Subject: Re: PR/34293 CVS commit: src/sys/dev
To: None <kern-bug-people@netbsd.org, gnats-admin@netbsd.org,>
From: YAMAMOTO Takashi <yamt@mwd.biglobe.ne.jp>
List: netbsd-bugs
Date: 09/10/2006 06:45:03
The following reply was made to PR kern/34293; it has been noted by GNATS.

From: yamt@mwd.biglobe.ne.jp (YAMAMOTO Takashi)
To: mlelstv@serpens.de
Cc: gnats-bugs@NetBSD.org, kern-bug-people@NetBSD.org,
	gnats-admin@NetBSD.org, netbsd-bugs@NetBSD.org
Subject: Re: PR/34293 CVS commit: src/sys/dev
Date: Sun, 10 Sep 2006 15:40:06 +0900 (JST)

 --NextPart-20060910152350-0213200
 Content-Type: Text/Plain; charset=us-ascii
 
 > >  >  If I remember previous discussions there was some opposition in
 > >  >  restricting writes this way. Please check the discussions about
 > >  >  untarring source trees and waiting for X11 to respond again.
 > >  
 > >  can you provide a pointer?
 > 
 > There is http://mail-index.netbsd.org/current-users/2004/08/30/0033.html,
 > but there are earlier threads I have to look up.
 
 thanks.
 
 > If you limit dirty buffers to 1/2 of total buffer cache you will
 > still deadlock. It doesn't matter what limit you put on dirty
 > buffers. Whenever that limit it reached then vnd cannot process
 > them because for doing so it would have to exceed that limit. You
 > must make sure that the filesystem that vnd is calling through
 > VOP_STRATEGY _can_ allocate new buffers, even those that it
 > can use for writing.
 
 which filesystem are you talking about?
 
 > If my patch doesn't make sense, then try to understand why it works.
 
 now i've tried your patch.  it didn't work for me.

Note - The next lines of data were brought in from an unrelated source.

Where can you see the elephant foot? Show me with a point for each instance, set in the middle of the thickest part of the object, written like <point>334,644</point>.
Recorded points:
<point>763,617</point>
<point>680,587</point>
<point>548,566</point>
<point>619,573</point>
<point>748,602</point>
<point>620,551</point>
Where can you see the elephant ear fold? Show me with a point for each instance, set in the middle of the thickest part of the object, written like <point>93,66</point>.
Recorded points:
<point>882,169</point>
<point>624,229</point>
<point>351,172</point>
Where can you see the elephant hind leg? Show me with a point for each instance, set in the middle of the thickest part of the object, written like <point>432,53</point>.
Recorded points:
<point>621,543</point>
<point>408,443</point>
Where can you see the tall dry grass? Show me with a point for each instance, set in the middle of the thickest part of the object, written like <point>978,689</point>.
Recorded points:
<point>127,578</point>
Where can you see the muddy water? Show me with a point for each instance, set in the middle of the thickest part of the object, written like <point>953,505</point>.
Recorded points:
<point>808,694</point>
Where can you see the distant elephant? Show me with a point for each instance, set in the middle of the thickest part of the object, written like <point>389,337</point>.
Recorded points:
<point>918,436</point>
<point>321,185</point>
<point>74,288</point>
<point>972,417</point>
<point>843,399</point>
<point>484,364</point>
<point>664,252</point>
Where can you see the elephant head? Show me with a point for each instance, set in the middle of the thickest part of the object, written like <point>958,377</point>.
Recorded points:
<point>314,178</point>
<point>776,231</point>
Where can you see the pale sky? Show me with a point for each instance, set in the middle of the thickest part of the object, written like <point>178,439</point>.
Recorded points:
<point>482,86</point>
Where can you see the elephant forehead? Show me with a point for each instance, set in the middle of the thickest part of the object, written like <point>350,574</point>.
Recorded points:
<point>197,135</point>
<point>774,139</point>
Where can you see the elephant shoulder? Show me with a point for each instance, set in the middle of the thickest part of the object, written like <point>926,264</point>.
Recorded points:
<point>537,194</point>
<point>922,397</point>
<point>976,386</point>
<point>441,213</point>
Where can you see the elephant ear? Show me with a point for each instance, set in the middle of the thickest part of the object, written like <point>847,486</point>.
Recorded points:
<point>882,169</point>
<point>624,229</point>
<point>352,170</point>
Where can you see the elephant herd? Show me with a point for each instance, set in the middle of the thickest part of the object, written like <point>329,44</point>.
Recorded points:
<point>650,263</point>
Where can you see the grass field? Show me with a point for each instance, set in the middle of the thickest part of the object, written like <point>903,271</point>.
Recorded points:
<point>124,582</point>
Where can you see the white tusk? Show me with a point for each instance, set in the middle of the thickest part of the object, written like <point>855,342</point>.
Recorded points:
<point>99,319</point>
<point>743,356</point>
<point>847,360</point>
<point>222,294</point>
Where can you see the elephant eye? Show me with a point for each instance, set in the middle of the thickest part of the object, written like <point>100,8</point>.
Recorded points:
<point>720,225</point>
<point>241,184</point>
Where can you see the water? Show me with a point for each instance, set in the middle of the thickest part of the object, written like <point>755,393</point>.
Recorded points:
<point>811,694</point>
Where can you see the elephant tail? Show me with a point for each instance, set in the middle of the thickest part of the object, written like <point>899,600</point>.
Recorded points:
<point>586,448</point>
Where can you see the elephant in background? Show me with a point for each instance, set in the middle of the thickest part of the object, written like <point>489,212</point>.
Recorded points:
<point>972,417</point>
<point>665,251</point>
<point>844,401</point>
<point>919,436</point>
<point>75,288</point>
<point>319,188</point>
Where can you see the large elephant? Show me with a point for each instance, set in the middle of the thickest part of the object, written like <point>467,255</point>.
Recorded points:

 vndthread just got deadlock on "getnewbuf" without your
 throttling code triggered at all.
 
 	(/bigfile is 512M file w/o holes on ufs.)
 	vnconfig vnd0 /bigfile
 	newfs -F /dev/rvnd0d
 	mount /dev/vnd0d /mnt
 	dd if=/dev/zero of=/mnt/a bs=1m seek=1m  (ENOSPC)
 	vnconfig vnd1 /mnt/a
 	dd if=/dev/zero of=/dev/vnd1d bs=1m seek=1m  (deadlock)
 
 (i can't follow your recipe in the PR because i don't have 10G disk space.)
 
 > No, if the blocks are allocated for another filesystem or another device,
 > it is perfectly possible for these to be processed. So you only want
 > to avoid blocks to be dirtied that end on the device that cannot
 > process them or at least cannot process them fast enough.
 
 yes, it's what i meant.  sorry if it wasn't clear.
 
 > >  "the writer" here includes attempts of cleaning buffers.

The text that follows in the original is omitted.